Am letzten Tag des Jahres findet in einer kleinen Stadt eine Wohnungsbesichtigung statt. Ausgerechnet an diesem Tag, an dem jede und jeder eigentlich anderes zu tun hätte.
Mitten hinein in diese Besichtigung platzt ein Bankräuber. Er hat gerade versucht, 6.500 Kronen von der Bank gegenüber zu rauben, dabei aber übersehen, dass es sich um eine bargeldlose Bank handelt. Es war nicht die Absicht, Geiseln zu nehmen, aber nun ist es so. Und so untypisch der Bankräuber, so untypisch sind die vermeintlichen Geiseln. Denn von denen hat jede ihren eigenen Kopf – und ihre eigene Geschichte.

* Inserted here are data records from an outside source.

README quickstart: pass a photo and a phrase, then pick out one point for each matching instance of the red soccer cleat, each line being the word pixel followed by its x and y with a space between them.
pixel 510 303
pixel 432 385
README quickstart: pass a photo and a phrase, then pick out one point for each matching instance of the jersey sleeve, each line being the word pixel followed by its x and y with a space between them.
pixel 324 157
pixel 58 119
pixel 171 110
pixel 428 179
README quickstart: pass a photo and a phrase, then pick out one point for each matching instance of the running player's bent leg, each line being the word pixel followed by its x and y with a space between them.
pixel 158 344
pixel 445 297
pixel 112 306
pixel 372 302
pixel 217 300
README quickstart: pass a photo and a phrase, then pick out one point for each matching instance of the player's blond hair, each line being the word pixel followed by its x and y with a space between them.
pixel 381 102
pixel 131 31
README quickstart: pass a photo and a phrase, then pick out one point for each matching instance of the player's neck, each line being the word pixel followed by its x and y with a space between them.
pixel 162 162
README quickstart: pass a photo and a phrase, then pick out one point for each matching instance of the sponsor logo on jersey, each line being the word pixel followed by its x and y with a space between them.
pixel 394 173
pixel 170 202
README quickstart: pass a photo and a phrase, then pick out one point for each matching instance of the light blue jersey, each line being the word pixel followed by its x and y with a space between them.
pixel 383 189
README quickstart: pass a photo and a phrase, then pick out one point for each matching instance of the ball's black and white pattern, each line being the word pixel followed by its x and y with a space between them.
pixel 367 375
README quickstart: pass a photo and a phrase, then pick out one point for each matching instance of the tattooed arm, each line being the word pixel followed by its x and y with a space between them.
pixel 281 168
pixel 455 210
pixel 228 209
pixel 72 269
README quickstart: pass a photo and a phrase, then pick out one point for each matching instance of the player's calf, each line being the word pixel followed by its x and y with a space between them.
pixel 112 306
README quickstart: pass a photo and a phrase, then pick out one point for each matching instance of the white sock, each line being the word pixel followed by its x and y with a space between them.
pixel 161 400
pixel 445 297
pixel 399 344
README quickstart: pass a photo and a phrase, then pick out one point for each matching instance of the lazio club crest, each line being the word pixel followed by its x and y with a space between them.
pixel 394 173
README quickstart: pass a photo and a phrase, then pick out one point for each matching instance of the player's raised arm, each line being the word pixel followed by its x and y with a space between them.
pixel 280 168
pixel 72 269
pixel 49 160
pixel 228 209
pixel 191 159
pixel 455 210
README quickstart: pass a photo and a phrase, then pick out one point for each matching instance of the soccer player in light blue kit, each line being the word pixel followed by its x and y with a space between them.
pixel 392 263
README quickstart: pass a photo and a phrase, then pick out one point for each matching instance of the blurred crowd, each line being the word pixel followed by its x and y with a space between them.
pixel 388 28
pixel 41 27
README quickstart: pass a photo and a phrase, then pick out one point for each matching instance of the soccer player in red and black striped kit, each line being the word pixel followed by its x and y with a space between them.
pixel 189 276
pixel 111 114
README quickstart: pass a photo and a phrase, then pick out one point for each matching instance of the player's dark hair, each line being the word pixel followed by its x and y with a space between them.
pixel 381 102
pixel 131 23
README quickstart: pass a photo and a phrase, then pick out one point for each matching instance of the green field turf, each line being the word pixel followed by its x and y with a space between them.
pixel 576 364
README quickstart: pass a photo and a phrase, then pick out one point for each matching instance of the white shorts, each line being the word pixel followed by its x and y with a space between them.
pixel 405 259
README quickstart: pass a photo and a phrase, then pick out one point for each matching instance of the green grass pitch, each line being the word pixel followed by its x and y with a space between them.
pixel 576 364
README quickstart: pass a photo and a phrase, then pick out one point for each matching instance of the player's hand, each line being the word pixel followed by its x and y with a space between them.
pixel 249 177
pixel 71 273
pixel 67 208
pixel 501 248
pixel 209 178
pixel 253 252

“Zara did a circuit of the apartment, trying to look interested, the way she had seen people who actually wanted to buy the apartments look. That was quite a challenge for her, seeing as only someone on drugs who collected fingernail clippings could possibly be interested in living in this particular apartment. (…) Two married couples were wandering around, trying to ignore all the rather ugly furniture and instead visualize their own really ugly furniture in its place. The older couple had been married for a long time, but the younger couple seemed to have only got married recently. You can always tell by the way people who love each other argue: the longier they‘ve been together, the fewer words they need to start a fight.“
Die Wohnungsbesichtiger haben völlig unterschiedliche Gründe, warum sie diese Wohnung anschauen. Backman erzählt nach und nach diese Gründe, eingebettet in die Geschichten der Protagonisten. Und versteckt dabei viele wahre und nachdenkenswerte Sätze, wie diese:
“That‘s an impossible thing for sons to grasp, and a source of shame for fathers to have to admit: that we don‘t want our children to pursue their own dreams or walk in our footsteps. We want to walk in their footsteps while they pursue our dreams.“
„When you‘re a child you long to be an adult and decide everything for yourself, but when you‘re an adult you realize that‘s the worst part of it.“
„We‘ve created lives where we can watch other people crash into the wall but still hope that somehow we‘re going to pass straight through it.“
“Nothing is easier for people who never do anything themselves than to criticize someone who actually makes an effort.“
“You end up marrying the one you don‘t understand. Then you spend the rest of your life trying.“
Nein, Backman reiht auf 390 Seiten nicht Weisheit an Weisheit, wie es in der Aufzählung scheinen mag. Er beobachtet, und erzählt, was er in Menschen sieht. Das ist berührend – und es ist sehr komisch. „Anxious People“ ist – neben Harper Lee’s „Wer die Nachtigall stört“ – das beste Buch, das ich in diesem Jahr gelesen habe.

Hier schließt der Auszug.